Archive for the ‘Nixon’ Category

The Inalienable Right to Get High [SOLO]

May 13, 2009

The Inalienable Right to Get High

Tuesday, 12 May 2009, 9:42 am
Press Release: SOLO – Sense of Life Objectivists
SOLO-International Press Release: The Inalienable Right to Get High
May 11, 2009

Governor Arnold Schwarzenegger’s call for a “great debate” about legalizing cannabis should be the catalyst for a great debate about ending the disastrous War on Drugs altogether, says SOLO Principal Lindsay Perigo.

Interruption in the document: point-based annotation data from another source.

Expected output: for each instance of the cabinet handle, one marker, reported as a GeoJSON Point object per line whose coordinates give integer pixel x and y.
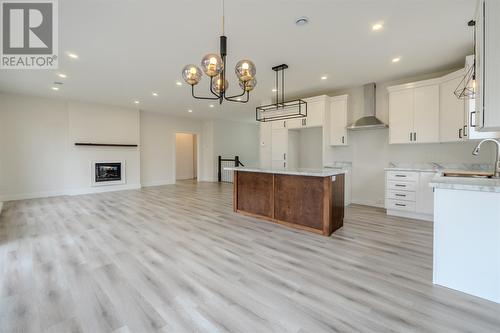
{"type": "Point", "coordinates": [472, 123]}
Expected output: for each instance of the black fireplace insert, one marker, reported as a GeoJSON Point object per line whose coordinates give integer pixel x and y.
{"type": "Point", "coordinates": [108, 172]}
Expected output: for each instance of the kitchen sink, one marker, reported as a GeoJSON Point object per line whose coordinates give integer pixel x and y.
{"type": "Point", "coordinates": [469, 174]}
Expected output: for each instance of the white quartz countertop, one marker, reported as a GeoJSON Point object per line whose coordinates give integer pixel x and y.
{"type": "Point", "coordinates": [466, 183]}
{"type": "Point", "coordinates": [327, 172]}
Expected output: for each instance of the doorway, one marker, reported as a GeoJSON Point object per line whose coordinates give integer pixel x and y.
{"type": "Point", "coordinates": [186, 156]}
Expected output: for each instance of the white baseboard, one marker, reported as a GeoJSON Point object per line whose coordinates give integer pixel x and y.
{"type": "Point", "coordinates": [410, 215]}
{"type": "Point", "coordinates": [86, 190]}
{"type": "Point", "coordinates": [32, 195]}
{"type": "Point", "coordinates": [368, 203]}
{"type": "Point", "coordinates": [157, 183]}
{"type": "Point", "coordinates": [102, 189]}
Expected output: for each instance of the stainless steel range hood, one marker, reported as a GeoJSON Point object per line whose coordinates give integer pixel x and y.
{"type": "Point", "coordinates": [369, 120]}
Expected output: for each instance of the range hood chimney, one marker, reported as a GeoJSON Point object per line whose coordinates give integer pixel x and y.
{"type": "Point", "coordinates": [369, 120]}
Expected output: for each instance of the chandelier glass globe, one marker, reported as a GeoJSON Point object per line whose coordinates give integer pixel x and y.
{"type": "Point", "coordinates": [191, 74]}
{"type": "Point", "coordinates": [212, 64]}
{"type": "Point", "coordinates": [218, 85]}
{"type": "Point", "coordinates": [245, 70]}
{"type": "Point", "coordinates": [248, 85]}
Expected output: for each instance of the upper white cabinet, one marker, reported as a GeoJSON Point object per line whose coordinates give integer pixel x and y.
{"type": "Point", "coordinates": [488, 65]}
{"type": "Point", "coordinates": [316, 110]}
{"type": "Point", "coordinates": [414, 112]}
{"type": "Point", "coordinates": [426, 116]}
{"type": "Point", "coordinates": [338, 120]}
{"type": "Point", "coordinates": [452, 126]}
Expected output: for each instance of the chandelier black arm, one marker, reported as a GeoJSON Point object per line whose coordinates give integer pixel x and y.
{"type": "Point", "coordinates": [230, 98]}
{"type": "Point", "coordinates": [207, 98]}
{"type": "Point", "coordinates": [235, 100]}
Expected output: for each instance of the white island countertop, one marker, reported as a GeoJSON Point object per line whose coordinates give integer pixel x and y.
{"type": "Point", "coordinates": [326, 172]}
{"type": "Point", "coordinates": [466, 183]}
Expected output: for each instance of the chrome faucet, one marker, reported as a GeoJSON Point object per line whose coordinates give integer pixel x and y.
{"type": "Point", "coordinates": [497, 163]}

“The infamous President Nixon instigated this unwinnable war in 1971,” Perigo recalls. “As with the equally misbegotten alcohol prohibition of 1919-1933, the only actual winner has been organized crime. The big loser has been the founding tenet of America: freedom. The right to life, liberty and the pursuit of happiness implies ownership of one’s own body, which subsumes the right to ingest any substance of one’s choosing, regardless of the moral status of such an action.

“Currently in the United States, 775,000 people have been deprived of their liberty and languish in jail for a cannabis offence. That’s more than the total in jail for all types of violent crime— real crime—combined,” Perigo notes.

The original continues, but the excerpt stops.